3. The Elections Staff shall take one precinct and begin processing the vote-by-mail ballots by doing the following:
a. One envelope at a time, one staff member shall state the voter’s name on the envelope.
b. One staff member shall find and mark the voter’s name on the list of vote-by-mail voters as having voted.
c. One staff member shall pull the voted ballot card from the identification envelope and quickly place the voted ballot into the ballot box while stating “has voted”.
d. Once all vote-by-mail ballots have been removed from the identification envelope for that precinct, one staff member shall shake the ballot box to mix up the voted ballot cards.
e. One staff member shall then open the ballot box containing the voted ballot cards and disperse them amongst all staff members.
f. Staff shall inspect the voted ballot cards for any possible problems with the voted ballot cards.
g. *Damaged ballots will be duplicated and prepared to be machine read on election night.
h. Once staff has inspected all voted ballot cards the voted ballots shall be placed into the voted ballot container box and sealed with a temporary storage seal. (Two staff members must sign this seal.)
i. Once the voted ballot cards have been sealed, the container shall be taken to the central counting place to be counted and/or placed in the Clerk-Recorder’s safe to be counted at a later time.

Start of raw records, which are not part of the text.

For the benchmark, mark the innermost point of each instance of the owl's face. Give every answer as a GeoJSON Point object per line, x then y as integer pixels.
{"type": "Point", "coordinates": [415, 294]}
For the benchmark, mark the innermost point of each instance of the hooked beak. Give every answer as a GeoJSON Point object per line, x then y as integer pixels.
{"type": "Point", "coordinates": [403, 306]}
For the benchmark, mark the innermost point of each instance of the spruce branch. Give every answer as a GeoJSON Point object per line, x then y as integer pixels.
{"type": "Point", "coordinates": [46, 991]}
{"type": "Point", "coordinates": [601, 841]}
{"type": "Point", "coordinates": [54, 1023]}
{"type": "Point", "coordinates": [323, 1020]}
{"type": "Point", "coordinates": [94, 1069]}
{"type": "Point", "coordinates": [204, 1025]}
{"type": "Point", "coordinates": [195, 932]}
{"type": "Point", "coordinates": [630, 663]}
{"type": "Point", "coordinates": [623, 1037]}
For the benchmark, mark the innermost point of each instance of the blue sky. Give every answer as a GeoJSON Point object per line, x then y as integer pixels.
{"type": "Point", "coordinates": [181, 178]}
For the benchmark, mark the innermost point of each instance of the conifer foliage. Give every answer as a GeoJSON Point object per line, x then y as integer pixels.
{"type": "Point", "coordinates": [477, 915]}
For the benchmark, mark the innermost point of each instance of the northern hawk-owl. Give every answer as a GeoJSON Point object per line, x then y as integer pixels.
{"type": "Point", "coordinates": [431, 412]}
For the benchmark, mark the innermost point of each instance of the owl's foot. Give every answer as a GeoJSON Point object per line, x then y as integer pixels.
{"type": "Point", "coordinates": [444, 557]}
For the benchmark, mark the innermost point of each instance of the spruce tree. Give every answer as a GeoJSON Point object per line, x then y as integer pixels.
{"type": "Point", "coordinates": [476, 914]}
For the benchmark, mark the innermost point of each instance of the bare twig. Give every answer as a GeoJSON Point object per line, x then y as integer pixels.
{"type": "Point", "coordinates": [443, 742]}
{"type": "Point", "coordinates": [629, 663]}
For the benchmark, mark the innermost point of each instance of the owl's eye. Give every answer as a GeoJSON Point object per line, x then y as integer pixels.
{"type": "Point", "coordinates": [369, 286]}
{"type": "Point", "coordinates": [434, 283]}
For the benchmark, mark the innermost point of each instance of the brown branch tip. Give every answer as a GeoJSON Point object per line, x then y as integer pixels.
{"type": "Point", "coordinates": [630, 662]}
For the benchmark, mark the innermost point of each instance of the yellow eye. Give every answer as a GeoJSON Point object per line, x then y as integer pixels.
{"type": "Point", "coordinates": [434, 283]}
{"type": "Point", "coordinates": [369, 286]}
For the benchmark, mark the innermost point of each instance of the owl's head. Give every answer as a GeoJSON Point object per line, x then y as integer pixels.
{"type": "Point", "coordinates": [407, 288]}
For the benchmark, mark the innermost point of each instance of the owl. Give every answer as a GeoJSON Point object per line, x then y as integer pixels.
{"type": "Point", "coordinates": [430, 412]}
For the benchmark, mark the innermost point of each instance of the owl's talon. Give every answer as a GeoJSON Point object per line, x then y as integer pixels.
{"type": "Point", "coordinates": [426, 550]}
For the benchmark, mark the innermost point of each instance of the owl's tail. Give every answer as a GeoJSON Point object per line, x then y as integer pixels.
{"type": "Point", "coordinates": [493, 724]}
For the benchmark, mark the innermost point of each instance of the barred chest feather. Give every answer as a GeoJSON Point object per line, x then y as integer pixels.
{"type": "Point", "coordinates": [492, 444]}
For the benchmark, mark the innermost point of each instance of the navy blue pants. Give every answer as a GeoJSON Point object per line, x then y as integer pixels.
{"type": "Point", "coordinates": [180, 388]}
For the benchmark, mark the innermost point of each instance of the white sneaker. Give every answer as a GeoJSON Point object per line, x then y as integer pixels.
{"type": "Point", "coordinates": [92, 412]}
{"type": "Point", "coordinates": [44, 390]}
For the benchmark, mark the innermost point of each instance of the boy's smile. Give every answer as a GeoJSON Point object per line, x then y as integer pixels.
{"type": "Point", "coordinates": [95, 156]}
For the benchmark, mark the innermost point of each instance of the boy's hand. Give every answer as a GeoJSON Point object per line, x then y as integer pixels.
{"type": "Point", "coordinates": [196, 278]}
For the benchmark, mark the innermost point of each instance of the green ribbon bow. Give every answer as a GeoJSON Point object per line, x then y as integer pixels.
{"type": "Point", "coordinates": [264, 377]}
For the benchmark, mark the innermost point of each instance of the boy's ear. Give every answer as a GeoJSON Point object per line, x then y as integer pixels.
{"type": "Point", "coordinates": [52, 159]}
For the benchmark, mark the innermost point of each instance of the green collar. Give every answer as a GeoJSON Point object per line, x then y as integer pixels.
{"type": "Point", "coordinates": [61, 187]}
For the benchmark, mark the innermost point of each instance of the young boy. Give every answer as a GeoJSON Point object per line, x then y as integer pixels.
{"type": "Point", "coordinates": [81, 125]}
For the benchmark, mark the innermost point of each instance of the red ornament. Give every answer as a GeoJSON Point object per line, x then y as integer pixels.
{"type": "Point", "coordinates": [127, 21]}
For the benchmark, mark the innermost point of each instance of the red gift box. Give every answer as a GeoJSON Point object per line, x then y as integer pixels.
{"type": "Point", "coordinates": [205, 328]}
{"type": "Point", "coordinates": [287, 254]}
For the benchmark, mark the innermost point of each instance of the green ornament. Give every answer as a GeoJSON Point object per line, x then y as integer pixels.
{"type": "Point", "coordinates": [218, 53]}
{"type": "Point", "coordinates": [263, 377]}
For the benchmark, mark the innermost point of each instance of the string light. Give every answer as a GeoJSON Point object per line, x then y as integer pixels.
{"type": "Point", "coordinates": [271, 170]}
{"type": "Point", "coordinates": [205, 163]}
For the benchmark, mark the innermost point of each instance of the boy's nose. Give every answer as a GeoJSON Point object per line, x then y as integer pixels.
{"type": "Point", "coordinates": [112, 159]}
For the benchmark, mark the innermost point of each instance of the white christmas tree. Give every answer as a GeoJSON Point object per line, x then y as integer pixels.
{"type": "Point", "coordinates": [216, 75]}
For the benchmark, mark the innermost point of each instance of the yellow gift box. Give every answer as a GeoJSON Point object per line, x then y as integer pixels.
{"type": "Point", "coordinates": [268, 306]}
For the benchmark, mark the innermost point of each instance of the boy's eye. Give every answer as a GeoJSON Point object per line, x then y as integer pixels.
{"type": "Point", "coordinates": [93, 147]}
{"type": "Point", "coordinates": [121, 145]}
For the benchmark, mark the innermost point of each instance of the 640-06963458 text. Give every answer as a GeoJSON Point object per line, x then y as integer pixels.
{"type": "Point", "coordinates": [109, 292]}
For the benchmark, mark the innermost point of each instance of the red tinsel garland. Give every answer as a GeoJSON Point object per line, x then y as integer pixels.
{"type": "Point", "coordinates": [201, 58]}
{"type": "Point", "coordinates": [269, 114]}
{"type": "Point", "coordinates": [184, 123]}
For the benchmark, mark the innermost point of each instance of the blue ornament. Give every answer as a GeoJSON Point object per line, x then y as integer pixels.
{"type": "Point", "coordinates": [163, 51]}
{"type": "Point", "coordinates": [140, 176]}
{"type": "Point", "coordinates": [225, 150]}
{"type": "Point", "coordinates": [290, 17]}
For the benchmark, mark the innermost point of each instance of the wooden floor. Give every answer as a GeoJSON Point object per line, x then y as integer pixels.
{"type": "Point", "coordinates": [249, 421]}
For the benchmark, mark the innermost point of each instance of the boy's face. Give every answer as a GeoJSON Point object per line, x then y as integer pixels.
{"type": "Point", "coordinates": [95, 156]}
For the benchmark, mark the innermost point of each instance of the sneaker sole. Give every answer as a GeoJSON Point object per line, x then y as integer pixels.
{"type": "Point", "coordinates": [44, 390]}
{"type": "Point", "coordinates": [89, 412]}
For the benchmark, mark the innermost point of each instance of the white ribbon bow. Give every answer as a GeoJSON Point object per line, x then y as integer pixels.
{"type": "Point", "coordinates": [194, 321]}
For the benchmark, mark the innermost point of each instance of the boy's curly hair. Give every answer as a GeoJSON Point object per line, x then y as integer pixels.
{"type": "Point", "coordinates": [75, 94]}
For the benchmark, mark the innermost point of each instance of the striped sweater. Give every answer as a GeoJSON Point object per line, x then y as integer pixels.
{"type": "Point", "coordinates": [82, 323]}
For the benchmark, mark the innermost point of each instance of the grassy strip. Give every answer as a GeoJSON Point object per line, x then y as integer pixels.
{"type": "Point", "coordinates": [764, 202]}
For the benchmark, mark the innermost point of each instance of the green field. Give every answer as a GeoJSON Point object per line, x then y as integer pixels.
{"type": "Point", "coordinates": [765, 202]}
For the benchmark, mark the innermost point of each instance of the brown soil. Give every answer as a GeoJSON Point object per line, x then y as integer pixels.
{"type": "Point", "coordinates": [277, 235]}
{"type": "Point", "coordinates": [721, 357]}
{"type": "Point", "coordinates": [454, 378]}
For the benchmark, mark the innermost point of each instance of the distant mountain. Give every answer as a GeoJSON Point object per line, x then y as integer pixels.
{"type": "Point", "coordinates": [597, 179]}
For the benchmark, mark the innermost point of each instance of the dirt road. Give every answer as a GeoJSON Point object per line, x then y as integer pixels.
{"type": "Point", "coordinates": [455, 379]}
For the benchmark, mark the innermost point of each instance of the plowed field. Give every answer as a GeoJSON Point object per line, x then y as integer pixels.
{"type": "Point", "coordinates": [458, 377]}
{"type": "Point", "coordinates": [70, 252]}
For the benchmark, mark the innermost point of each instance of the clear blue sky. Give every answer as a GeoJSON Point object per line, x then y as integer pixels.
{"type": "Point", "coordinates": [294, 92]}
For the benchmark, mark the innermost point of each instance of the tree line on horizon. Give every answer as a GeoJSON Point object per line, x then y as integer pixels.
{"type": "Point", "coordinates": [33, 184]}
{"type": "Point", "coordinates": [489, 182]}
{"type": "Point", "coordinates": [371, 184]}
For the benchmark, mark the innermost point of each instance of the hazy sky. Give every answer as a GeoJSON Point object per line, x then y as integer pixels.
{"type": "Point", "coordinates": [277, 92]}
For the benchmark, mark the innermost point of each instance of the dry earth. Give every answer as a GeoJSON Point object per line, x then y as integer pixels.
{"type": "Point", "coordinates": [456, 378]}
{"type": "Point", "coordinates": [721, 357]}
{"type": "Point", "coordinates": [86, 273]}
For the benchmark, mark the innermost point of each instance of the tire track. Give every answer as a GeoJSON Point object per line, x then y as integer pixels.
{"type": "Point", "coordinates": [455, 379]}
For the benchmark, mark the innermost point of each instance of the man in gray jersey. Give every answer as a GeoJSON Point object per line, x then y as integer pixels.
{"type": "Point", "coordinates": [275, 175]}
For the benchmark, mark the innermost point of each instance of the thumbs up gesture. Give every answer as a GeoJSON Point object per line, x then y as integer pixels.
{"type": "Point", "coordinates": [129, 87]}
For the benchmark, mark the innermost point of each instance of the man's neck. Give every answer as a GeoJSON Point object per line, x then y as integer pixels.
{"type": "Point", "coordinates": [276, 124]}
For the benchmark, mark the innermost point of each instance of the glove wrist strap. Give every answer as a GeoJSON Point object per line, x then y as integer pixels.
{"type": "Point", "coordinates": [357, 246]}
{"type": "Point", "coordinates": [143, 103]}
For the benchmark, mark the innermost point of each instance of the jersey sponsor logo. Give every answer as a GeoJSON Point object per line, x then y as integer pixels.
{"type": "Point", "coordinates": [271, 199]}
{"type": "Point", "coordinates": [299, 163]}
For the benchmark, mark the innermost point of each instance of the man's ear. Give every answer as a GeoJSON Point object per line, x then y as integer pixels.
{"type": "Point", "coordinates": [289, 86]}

Note: Processed vote-by-mail ballots may be run through the automatic tabulating equipment seven days prior to the Election; however, under no circumstances may a vote count be accessed or released until 8:00 p.m. on Election Day.
* EC 15210 – In preparing the voted ballots for processing, any ballot that is torn, bent, or other wise defective shall be corrected so that every vote cast by the voter shall be counted by the automatic tabulating equipment. If necessary, a true duplicate copy of the defective ballot shall be made and substituted therefore, following the intention of the voter insofar as it can be ascertained from the defective ballot. All duplicate ballots shall be clearly labeled “duplicate,” and shall bear a serial number that shall be recorded on the damaged or defective ballot.